Wie dem auch sei, der Beitrag ist immerhin so negativ geschrieben, dass dem WWF auch die falsche Zahlenherausgabe nichts nützen wird (insofern trotz allem ein Dankeschön an den Stern). Sogar die Sammelnden selbst sind inzwischen mehrheitlich (selbst-)kritisch.

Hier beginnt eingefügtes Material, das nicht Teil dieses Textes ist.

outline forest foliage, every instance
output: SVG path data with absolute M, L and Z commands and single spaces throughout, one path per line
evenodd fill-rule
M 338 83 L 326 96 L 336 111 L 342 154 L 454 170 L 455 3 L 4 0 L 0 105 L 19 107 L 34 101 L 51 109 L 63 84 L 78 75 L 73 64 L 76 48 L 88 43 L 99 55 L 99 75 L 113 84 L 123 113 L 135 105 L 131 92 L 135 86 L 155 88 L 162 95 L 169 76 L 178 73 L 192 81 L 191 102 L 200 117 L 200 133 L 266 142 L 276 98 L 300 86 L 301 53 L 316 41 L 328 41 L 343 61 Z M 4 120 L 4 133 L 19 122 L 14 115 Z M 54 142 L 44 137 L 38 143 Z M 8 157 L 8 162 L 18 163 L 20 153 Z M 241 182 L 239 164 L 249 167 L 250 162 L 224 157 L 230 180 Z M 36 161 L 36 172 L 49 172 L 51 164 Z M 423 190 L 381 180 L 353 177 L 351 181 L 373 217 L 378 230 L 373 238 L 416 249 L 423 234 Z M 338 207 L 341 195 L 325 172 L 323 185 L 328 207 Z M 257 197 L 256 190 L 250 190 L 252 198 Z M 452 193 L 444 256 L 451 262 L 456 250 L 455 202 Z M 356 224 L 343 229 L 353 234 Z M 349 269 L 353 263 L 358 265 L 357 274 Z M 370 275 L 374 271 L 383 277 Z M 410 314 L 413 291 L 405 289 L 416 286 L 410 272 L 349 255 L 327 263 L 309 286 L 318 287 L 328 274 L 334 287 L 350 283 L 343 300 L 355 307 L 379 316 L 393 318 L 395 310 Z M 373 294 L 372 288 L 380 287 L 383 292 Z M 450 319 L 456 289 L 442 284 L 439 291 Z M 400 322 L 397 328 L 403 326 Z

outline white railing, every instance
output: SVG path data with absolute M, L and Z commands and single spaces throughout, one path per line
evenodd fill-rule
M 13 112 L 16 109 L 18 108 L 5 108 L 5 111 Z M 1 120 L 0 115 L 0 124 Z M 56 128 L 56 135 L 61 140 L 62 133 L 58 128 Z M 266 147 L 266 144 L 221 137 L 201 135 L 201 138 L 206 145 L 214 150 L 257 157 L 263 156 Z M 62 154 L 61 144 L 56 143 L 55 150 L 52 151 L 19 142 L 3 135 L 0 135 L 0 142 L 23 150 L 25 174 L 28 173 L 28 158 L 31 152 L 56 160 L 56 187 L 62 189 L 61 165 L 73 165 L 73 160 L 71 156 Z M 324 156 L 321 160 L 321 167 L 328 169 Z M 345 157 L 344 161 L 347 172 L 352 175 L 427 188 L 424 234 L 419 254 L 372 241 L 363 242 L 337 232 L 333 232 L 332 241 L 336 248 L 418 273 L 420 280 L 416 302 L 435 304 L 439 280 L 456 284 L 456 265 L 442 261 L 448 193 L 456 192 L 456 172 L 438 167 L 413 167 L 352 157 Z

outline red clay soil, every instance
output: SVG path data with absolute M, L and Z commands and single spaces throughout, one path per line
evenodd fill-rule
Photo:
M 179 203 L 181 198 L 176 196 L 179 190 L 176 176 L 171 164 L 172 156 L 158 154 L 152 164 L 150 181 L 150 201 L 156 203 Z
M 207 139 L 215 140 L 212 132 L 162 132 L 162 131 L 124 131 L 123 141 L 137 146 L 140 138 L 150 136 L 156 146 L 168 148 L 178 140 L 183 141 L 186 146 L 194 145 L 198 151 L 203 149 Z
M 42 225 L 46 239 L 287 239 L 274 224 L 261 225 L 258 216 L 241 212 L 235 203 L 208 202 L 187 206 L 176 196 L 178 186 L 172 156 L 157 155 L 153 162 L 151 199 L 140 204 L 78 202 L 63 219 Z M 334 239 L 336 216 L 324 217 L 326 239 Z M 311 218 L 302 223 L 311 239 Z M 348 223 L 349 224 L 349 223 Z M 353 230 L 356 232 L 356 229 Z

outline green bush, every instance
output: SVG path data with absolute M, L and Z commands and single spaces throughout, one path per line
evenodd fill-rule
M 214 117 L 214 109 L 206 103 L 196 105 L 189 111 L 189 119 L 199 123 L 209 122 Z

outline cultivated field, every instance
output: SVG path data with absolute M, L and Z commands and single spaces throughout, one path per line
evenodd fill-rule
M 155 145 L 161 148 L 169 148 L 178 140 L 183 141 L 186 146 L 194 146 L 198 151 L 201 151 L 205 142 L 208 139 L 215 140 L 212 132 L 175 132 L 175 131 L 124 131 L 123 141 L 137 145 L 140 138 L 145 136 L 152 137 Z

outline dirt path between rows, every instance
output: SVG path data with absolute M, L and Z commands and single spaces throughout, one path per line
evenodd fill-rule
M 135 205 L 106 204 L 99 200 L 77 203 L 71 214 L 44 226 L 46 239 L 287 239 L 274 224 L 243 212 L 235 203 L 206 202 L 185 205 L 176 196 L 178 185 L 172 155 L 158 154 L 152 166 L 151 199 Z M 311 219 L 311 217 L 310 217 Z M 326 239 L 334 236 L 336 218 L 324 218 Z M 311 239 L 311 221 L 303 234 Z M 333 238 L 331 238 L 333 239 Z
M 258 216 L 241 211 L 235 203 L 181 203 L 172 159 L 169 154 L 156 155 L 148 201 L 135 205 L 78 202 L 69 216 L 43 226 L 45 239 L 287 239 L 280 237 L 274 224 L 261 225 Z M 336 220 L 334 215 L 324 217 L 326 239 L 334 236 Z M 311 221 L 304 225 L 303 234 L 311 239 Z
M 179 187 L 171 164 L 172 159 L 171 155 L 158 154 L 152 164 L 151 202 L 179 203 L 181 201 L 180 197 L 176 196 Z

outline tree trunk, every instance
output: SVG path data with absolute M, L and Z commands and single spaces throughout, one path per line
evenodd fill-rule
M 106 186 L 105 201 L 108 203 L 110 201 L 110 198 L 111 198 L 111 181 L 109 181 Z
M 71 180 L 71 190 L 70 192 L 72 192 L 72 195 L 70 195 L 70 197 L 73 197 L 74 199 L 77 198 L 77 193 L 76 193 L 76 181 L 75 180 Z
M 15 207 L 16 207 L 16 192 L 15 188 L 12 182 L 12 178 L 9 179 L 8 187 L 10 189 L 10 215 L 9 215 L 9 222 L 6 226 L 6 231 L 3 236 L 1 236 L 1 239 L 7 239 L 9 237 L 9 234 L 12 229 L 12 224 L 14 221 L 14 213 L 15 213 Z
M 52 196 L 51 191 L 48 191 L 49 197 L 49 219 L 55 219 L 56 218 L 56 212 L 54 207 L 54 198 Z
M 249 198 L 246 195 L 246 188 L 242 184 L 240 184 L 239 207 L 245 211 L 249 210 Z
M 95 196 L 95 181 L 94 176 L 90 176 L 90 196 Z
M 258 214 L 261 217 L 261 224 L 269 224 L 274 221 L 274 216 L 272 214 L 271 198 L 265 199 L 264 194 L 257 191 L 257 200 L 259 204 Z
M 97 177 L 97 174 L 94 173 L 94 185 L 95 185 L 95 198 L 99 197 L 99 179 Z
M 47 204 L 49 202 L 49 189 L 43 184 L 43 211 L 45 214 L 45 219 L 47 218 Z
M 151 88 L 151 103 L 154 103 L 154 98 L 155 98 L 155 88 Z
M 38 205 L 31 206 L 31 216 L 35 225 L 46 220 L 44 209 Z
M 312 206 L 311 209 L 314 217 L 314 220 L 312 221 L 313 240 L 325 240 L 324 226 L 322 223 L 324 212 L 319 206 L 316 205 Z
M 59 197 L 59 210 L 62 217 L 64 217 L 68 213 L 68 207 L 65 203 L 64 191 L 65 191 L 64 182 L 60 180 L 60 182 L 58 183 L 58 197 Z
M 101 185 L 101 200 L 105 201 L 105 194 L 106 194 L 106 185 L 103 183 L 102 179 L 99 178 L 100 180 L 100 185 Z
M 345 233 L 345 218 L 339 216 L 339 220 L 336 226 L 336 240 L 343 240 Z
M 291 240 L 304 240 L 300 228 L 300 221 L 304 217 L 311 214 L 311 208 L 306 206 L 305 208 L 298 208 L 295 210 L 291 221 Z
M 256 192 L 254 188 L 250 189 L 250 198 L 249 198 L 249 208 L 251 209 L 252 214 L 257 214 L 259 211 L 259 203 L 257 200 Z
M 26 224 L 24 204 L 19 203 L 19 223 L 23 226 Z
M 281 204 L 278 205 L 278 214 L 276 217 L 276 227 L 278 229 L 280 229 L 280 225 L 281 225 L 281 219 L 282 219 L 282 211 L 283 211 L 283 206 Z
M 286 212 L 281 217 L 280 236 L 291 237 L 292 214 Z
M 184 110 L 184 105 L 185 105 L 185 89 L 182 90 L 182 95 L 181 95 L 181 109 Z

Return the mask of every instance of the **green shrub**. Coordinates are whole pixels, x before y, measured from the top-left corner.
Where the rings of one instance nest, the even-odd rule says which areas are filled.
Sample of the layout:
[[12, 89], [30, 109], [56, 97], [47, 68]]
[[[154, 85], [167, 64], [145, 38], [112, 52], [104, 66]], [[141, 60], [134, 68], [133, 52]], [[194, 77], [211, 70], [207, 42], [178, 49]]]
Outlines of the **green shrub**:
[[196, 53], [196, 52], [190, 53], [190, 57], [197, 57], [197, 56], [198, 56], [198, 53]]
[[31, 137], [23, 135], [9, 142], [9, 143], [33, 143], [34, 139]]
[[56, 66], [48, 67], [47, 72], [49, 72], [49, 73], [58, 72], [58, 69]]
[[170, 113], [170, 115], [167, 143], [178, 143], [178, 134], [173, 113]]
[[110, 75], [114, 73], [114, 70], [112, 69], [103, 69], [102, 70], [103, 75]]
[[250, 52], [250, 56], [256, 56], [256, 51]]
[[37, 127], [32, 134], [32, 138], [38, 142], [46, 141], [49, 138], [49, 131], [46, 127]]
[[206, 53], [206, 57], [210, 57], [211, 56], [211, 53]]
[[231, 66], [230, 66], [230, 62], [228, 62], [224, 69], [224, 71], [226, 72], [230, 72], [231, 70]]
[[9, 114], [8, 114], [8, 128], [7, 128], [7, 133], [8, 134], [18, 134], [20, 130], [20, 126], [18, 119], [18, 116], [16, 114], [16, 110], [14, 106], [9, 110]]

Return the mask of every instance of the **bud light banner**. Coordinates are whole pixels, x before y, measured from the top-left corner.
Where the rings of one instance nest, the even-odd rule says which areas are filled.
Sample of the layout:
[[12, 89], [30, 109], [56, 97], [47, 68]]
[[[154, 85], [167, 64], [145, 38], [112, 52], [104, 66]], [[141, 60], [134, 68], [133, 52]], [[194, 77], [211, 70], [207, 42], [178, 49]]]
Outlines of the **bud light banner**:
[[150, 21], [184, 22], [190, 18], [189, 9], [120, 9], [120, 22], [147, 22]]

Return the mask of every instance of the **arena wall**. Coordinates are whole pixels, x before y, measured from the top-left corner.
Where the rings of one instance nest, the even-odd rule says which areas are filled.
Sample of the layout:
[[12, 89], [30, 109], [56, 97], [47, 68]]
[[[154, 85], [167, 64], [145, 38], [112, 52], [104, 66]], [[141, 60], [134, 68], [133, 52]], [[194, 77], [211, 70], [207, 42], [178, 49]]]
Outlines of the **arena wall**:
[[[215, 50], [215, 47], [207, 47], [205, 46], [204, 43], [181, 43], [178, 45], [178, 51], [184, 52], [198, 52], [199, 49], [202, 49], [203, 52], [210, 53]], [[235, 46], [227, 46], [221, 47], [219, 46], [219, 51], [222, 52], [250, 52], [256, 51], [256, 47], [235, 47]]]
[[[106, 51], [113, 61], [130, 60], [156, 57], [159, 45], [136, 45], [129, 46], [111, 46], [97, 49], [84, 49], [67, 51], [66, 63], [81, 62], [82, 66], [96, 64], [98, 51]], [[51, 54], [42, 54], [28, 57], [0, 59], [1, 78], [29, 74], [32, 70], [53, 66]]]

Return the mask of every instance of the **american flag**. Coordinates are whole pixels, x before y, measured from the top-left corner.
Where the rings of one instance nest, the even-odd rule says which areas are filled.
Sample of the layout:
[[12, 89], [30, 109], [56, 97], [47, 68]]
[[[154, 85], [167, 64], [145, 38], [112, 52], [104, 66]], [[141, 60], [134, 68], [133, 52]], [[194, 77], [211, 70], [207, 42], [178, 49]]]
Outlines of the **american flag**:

Ein kleines Wunder, bzw. hat „ziemlich“ lange gedauert. So wird eine Wegelagerin zitiert, die aus purem Frust über das Desinteresse der Passanten Leuten schon mal nachgelaufen sei: „Das hätte ich wirklich nicht von mir gedacht.“ Ein anderer Promoter: „Man ‚arbeitet‘ gar nicht wirklich, sondern man belästigt Leute, sucht sich jeweils das am schwächsten erscheinende Opfer aus, stellt sich ihm mit ausgebreiteten Armen in den Weg, läuft ihm nach, setzt Leute, die nur zur Uni oder zur Arbeit müssen, massiv unter Druck.“

Und schliesslich wird im Beitrag auch noch Freiburg erwähnt, wo ein Sammelverbot für Wohltätigkeits-Strassenräuber schon seit 2011 existiert, was ich ja schon mehrmals erwähnt habe. Jetzt hat Freiburg also endlich die verdiente nationale Berühmtheit erlangt (denn die Stadt musste sich, um das Verbot aufrecht zu erhalten, mehreren Gerichtsprozessen stellen, welche sie aber alle gewonnen hat). Allerdings: Bitte die „Haustür“-Diebe auch nicht vergessen! Noch kleine Schlussanekdote: Für den grössten Witz in Sachen Verbot ist Berlin zuständig, welches gemäss taz von 2013 ein solches hat, das aber von den Behörden nicht durchgesetzt wird!!!